The sum of two fractions is 1 1/2.
Their difference is 5/12.
What are the fractions?
71/12
its imposible
Im stuck
x+y = 3/2
x-y = 5/12
2x = 11/12
...
To find the fractions, we can start by setting up two equations based on the given information.
Let's assume the first fraction is "a/b" and the second fraction is "c/d".
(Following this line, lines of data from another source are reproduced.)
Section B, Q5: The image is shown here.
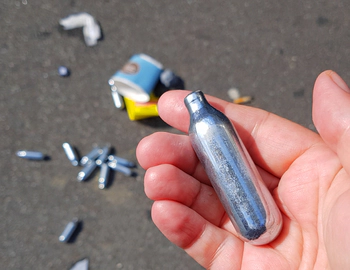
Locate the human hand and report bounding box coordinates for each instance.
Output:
[137,71,350,270]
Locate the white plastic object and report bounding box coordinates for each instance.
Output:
[59,12,101,46]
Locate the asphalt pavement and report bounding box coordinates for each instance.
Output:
[0,0,350,270]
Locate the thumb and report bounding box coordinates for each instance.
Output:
[312,70,350,173]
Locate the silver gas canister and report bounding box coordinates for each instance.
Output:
[185,91,282,245]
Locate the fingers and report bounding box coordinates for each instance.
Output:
[145,164,225,226]
[136,132,210,184]
[313,70,350,173]
[158,91,320,177]
[152,201,243,269]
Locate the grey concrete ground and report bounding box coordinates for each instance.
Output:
[0,0,350,270]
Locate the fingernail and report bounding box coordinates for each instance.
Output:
[329,71,350,93]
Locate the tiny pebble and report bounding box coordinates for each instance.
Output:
[58,66,70,77]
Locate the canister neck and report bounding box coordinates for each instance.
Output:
[184,90,208,113]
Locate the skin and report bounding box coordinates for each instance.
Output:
[137,71,350,270]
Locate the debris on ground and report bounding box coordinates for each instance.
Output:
[59,12,102,46]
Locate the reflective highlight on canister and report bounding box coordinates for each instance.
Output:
[62,142,79,166]
[185,91,282,245]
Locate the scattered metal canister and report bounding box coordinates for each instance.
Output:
[62,142,79,166]
[77,160,97,182]
[98,163,110,189]
[16,150,45,160]
[107,161,133,176]
[80,147,102,166]
[58,218,79,243]
[96,145,110,166]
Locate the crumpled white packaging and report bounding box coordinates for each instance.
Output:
[59,12,101,46]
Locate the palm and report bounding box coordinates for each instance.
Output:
[137,70,350,269]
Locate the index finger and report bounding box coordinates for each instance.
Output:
[158,90,321,177]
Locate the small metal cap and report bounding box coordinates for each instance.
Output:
[58,218,79,242]
[16,150,45,160]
According to the problem, the sum of the two fractions is 1 1/2, which can be written as 3/2 in improper fraction form. Thus, our first equation is:
a/b + c/d = 3/2 -- Equation 1
The problem also states that the difference between the two fractions is 5/12. So, our second equation is:
a/b - c/d = 5/12 -- Equation 2
Now, we have a system of two equations with two unknowns (a, b, c, d). To solve this system, we'll use the method of substitution:
First, let's solve Equation 1 for a/b:
a/b = 3/2 - c/d
Next, substitute this expression for a/b in Equation 2:
3/2 - c/d - c/d = 5/12
Now, let's simplify the equation:
3/2 - 2c/d = 5/12
Next, let's simplify the fractions by multiplying each fraction by the least common denominator (12):
(12 * 3/2) - 2c = 5
36/2 - 2c = 5
18 - 2c = 5
Next, let's isolate -2c:
-2c = 5 - 18
-2c = -13
Now, divide both sides by -2 to solve for c:
c = (-13) / (-2)
c = 13/2 or 6 1/2
Now that we have the value of c, we can substitute it back into Equation 1 to solve for a/b:
a / b + (13/2) / d = 3/2
Next, let's multiply each fraction by the least common denominator (2d):
2ad / bd + 13/2d = 3/2
Now, let's multiply both sides of the equation by 2 to get rid of the fractions:
4ad / bd + 13/d = 3
Now, simplify the equation:
4ad + 13bd = 3bd
This equation doesn't give us a specific solution for a or b. However, we can find the fractions in terms of c by assigning a random value to d.
Let d = 2, for example:
So, 4a + 13b = 3(2)
4a + 13b = 6
Now, assign random values to a and solve for b:
Let a = 1, for example:
4(1) + 13b = 6
4 + 13b = 6
13b = 2
b = 2/13
Thus, when a = 1 and b = 2/13, the fraction a/b is 1/(2/13) or 13/2.
Therefore, the two fractions are 13/2 and 2/13.